I found this article interesting because it seems to prove that affirmative action simpy doesn’t work. Read the article, then I’ll explain:
Black enrollment at Harvard Law tanks by more than half after affirmative action ruling
The article cites a New York Post story:
“Harvard Law enrolled 19 first-year Black students, or 3.4 percent of the class, the lowest number since the 1960s, according to the data from the American Bar Association. Last year, the law school’s first-year class had 43 Black students.”
But here’s the problem: affirmative action in school admissions, where race is considered as a factor in admissions, did not produce increased levels of competency in the black student applicants. This seems contrary to presumed goal of equalizing the participation and competency of African-Americans in the education system for professional fields. If it had, then we would expect the current crop of black applicants to Harvard Law to compete equally with applicants of other races. Instead we find – 50 years later – that without consideration for race black students do not compete on an equal footing with other applicants.

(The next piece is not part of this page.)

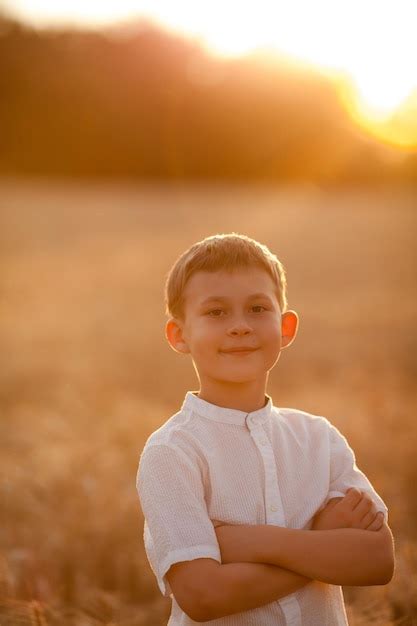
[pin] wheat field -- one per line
(87, 375)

How can this be? Why are black Harvard applicants not competing at an equal level with other applicants when race is not considered (or known) in the application process after more than 50 years of affirmative action? Can it still be racism, or is there another explanation?
I’ve discussed this before, but it’s worth bringing up again so here we go: affirmative action produces a separate class of applicants that only have to compete with each other and not the general population. The result is that affirmative action does not eventually produce equality by forcing people to compete on the same level; it only produces a racial caste system for education. Affirmative action will never result in equality; it will only lead to different classes of capability segregated by race. This will, as expected, increase racism – not defeat it.
It is time for affirmative action to end. It has not, nor will it ever, work. It’s time to correct the root causes – not pretend that they don’t exist. Only then will true equality be possible.